The D.C. Democrats’ ward endorsement season kicked off last week in Far Southeast’s Ward 8. These quadrennial meetings are great grassroots political theater. Especially during a hotly contested D.C. primary season, local pols throw these party conventions writ local with gusto, making the most of the District’s curtailed democracy.
Though open to all registered Democratic voters in each ward, these meetings tend to be haunted by the same faces every four years, the most partisan and active of Democrats in this one party town. Turnout can be paltry or a well oiled campaign machine can bus in supporters and overwhelm the volunteers checking voter registration. (In Ward 2, Council Member Jack Evans knows how to work the halls of the senior centers in Shaw and lure out the ladies who like to wear Church Hats on Sundays with an air-conditioned bus ride and the offer of a good meal.) Crucially, a voter interested enough to show up to these meetings is certain to get out and vote even on a low turnout primary election day. Instead of continued caterwauling over D.C.’s limited voting rights, more confirmed Democrats ought to take advantage of these celebrations of political participation and show up, quiz candidates and vote.
Washington Examiner columnist and veteran DC political pundit Jonetta Rose Barras dropped in on the Ward 8 Democrats’ mayoral straw poll and painted the scene in her inimitable style: “dueling campaign workers — mostly from Gray’s and Fenty’s teams — were at the entrance to the parking lot, wearing their camps’ paraphernalia and talking plenty of trash.”
This ward that has repeatedly returned Marion Barry to the council “had been considered a Gray stronghold. For several years, he led a nonprofit organization based there. He is a former Ward 7 representative and still lives there. In the vernacular, east of the Anacostia River is his ‘hood,” Barras notes. Barry, however, the Washington Informer reported, was conspicuous in his absence. Thought to favor Gray, an observer can’t help but wonder how he might have influenced the straw polls results had the “Former Mayor For Life” made an appearance and dropped his trademark oblique hints of his preference.

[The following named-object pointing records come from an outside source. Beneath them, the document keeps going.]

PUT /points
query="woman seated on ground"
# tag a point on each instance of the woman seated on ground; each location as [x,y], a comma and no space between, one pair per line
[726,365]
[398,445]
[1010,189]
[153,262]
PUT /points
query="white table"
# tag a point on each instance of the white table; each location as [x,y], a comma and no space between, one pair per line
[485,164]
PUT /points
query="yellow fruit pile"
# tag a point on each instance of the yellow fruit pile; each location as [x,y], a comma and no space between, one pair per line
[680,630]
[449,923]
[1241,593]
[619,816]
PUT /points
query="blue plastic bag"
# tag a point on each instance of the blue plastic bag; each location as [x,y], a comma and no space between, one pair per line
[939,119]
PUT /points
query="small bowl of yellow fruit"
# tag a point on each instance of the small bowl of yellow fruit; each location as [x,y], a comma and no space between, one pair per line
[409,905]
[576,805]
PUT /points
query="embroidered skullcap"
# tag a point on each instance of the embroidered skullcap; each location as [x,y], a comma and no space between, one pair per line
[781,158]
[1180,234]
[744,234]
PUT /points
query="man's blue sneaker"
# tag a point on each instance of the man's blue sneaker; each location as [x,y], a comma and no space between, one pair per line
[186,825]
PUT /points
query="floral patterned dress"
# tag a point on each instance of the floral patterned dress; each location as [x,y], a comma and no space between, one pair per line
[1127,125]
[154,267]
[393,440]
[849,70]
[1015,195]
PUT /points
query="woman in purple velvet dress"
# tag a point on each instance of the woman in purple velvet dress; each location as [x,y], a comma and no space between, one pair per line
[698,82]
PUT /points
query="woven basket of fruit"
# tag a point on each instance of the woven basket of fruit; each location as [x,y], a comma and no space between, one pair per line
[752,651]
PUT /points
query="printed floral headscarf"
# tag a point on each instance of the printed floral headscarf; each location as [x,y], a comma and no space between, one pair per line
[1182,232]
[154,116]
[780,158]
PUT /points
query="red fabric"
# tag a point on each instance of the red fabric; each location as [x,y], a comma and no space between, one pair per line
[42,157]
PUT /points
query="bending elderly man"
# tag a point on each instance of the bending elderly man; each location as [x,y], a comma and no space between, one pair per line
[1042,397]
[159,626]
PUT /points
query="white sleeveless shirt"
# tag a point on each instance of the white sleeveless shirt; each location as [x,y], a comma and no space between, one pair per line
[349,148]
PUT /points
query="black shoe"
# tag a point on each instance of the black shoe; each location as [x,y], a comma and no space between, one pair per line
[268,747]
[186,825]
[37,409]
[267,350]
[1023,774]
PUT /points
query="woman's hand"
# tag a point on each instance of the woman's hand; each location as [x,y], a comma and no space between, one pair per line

However, Fenty’s “Green Machine,” his fabled political organization, was out in full force, and “showcased (it’s) determination and sophistication” in not only denying Gray his expected endorsement, but edging him out for first place. Fenty’s folks simply “outorganized his challengers’.”
After seeing the battle on the ground in Ward 8, Barras advises “folks who thought Mayor Adrian M. Fenty would cede predominantly African-American territory simply because independent surveys had indicated many blacks weren’t enamored of the first-term executive had better think again.” But with Vince Gray has made inroads into places like Mount Pleasant, where Fenty grew up, she concludes that this years “Democratic primary are likely to be extremely close.” With seven more Democrats’ ward meeting to go, look for Fenty and Gray to pull out the stops in every ward.